= Sam Fife =

American minister

Samuel Drew Fife Jr. (September 1, 1925 – April 26, 1979) was an ex-Baptist preacher who founded and became the principal leader of an international non-denominational Charismatic Christian group known as "The Move" and the "Body of Christ". Fife's followers regard him as a modern-day apostle and prophet.

==Early life and ministry==
Sam Fife was born in 1925 in Miami, Florida, the son of Samuel Drew Fife, Sr., and Maude Iva Cox. He served in the U.S. Navy in World War II.

He graduated from New Orleans Baptist Theological Seminary in March 1957 and received the Baptism in the Holy Spirit experience while pastoring Bible Baptist Church in the city.

He was called to Miami, where his first church called "The Miami Revival Center" was located in an old frame building on 22nd Street. Following a period of self-admitted deception, in 1963 while attending prayer meetings, Fife felt he had received the true divine revelation. He began preaching and starting up new groups throughout the United States. The network of assemblies came to refer to themselves loosely as "the move of God" or more frequently, "the move" to avoid denominational connotations.

In fall 1971, believing the Tribulation and Second Coming of Christ were near, Fife began to preach a message that the end-time saints must go to "the wilderness" "to the place God had prepared for the woman." Soon after, thousands of his followers left their homes, jobs, and security and moved to locations in Canada, Colombia, and Alaska to establish communal farms in isolated areas. These "end time farms" were the beginning of a new direction of Fife's ministry.

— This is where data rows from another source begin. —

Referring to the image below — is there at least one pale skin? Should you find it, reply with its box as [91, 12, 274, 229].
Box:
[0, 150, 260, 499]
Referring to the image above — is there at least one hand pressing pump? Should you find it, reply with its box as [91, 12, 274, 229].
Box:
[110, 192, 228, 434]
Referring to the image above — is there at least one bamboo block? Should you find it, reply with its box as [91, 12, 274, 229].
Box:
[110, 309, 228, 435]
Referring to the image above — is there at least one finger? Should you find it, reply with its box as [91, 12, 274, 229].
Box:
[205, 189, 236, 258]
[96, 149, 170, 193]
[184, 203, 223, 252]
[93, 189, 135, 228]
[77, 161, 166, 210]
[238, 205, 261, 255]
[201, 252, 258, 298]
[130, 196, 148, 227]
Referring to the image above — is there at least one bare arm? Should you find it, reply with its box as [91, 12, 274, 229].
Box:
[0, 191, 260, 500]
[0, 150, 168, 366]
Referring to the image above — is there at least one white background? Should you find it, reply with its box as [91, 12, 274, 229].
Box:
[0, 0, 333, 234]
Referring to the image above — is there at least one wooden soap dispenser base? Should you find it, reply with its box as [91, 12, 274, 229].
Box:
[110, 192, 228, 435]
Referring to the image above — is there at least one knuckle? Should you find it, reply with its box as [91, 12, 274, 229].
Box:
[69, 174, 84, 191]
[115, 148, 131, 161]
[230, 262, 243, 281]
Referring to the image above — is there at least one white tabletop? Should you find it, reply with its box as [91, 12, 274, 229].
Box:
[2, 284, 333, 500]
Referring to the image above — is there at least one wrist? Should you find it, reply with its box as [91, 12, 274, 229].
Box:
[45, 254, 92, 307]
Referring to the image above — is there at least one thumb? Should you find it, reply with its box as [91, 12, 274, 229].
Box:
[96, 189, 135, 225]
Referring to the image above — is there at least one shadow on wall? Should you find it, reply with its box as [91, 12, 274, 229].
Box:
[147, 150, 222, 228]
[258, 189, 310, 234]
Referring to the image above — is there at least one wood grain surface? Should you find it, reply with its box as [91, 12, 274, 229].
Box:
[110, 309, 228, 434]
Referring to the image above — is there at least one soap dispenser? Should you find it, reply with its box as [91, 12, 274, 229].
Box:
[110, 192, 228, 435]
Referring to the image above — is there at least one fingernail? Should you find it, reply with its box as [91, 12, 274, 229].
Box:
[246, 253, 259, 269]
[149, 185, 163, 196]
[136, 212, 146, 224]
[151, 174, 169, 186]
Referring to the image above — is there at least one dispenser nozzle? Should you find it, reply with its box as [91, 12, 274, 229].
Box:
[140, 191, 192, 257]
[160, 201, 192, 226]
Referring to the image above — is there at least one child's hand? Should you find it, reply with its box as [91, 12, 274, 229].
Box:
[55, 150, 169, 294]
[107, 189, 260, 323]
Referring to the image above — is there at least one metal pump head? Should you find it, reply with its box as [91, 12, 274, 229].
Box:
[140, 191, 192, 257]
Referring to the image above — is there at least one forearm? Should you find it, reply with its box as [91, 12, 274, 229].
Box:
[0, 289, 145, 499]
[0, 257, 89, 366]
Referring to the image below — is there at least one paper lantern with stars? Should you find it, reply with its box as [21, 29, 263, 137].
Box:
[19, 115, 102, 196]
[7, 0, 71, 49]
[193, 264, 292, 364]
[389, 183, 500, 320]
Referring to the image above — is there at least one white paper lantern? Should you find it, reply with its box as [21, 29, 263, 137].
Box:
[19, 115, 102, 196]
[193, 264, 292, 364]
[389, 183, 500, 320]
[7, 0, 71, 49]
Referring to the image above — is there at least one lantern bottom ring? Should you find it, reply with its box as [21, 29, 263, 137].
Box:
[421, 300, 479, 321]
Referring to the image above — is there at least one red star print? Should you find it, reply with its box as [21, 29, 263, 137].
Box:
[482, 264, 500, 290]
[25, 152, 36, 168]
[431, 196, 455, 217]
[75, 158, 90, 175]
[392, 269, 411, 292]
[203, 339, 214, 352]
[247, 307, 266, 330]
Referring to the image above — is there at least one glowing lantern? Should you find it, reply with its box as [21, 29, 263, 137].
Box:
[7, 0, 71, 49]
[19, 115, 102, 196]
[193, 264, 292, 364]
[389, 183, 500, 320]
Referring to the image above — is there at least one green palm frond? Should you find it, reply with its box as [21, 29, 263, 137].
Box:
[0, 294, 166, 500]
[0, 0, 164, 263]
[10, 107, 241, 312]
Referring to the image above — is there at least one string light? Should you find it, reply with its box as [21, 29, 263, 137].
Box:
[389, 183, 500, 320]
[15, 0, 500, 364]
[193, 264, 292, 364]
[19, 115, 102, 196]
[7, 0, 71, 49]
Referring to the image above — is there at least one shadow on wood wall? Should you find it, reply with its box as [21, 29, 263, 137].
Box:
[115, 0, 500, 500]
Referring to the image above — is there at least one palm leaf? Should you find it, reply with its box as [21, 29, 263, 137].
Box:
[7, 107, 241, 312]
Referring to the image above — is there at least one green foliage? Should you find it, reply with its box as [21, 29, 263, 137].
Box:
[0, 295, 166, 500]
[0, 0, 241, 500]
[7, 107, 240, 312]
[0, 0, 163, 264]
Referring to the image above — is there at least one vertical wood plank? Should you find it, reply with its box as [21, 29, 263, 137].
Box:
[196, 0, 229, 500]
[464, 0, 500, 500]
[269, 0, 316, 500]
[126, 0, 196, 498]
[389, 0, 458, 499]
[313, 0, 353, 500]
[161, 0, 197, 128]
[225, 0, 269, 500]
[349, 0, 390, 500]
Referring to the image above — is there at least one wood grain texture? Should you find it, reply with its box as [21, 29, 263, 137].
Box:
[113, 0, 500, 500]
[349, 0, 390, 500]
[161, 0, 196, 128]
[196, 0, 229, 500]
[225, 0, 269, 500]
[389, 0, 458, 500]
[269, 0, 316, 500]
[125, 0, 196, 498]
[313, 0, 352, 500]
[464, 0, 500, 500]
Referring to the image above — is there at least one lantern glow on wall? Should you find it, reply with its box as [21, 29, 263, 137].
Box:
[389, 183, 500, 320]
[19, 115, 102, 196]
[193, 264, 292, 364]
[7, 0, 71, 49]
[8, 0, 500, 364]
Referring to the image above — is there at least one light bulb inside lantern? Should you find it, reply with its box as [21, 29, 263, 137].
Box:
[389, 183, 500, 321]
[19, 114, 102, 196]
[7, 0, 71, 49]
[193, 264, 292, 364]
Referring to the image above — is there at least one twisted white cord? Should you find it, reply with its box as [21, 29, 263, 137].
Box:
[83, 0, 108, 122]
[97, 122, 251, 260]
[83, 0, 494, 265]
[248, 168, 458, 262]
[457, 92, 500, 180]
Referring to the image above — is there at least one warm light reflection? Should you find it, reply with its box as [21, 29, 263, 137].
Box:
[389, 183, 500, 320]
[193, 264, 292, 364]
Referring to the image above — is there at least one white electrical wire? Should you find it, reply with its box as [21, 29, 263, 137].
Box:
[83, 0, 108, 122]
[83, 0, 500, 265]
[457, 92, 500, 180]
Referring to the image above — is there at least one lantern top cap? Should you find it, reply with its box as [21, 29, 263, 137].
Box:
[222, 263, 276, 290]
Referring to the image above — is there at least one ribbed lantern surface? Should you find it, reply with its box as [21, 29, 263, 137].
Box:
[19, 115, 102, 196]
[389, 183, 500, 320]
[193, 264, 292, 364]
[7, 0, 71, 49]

Fife and three of his American followers died on April 26, 1979 when the private airplane he was piloting through heavy fog crashed into a mountainside in Guatemala. He is buried in the Guatemalan city of Quetzaltenango. He had preached a doctrine of immortality, and taught that the aging process had stopped for him. When asked his age he would simply answer "I AM." He assured people that he would never die but was in the process of being changed into an incorruptible life.

==Teachings==
Espousing a similar hermeneutic to those of Latter Rain Movement proponents George Warnock and Bill Britton, much of Sam Fife's teachings were based upon metaphorical meanings of passages in the Old Testament, such as the Tabernacle of Moses, the Feast of Tabernacles, Gideon's 300, as well as various verses in the New Testament such as the Manifestation of the sons of God.

Fife believed that the time was drawing close for a group of believers to reach a state of sinless perfection, through a process of God's dealings with them, and manifest who God is to the world. That process, he believed, was through the work of the Fivefold ministry. In his booklet The Manifestation of the Sons of God, Fife interprets Ephesians 4:11–13 in the following way:

"The fact that these ministries were given for the perfecting of the saints makes it clear that these ministries will not pass away until the saints have been perfected ... It is also clear that God purposes for the last day saints to come to perfection here and become the manifested sons of God of Romans 8 who shall deliver the earth from 'the bondage of corruption'."

In his book One Corporate Man, Sam Fife states:
 "Therefore let all men know, that in this dispensation of the fullness of times, God is going to fulfill His purpose to bring together into one, all things that are in Christ, both in the earth and in heaven, and make of all the twos, one new many-membered man, who lives after the order of Melchisedec. When He has finished preparing this many-membered man, He is going to purge the earth of every other man by His Judgment Day, and there will come in a new age, and a new earth, with a new man living in a new order, where every member is so dead to self that he lives unto the rest of the Body, and that order shall perpetuate eternal life."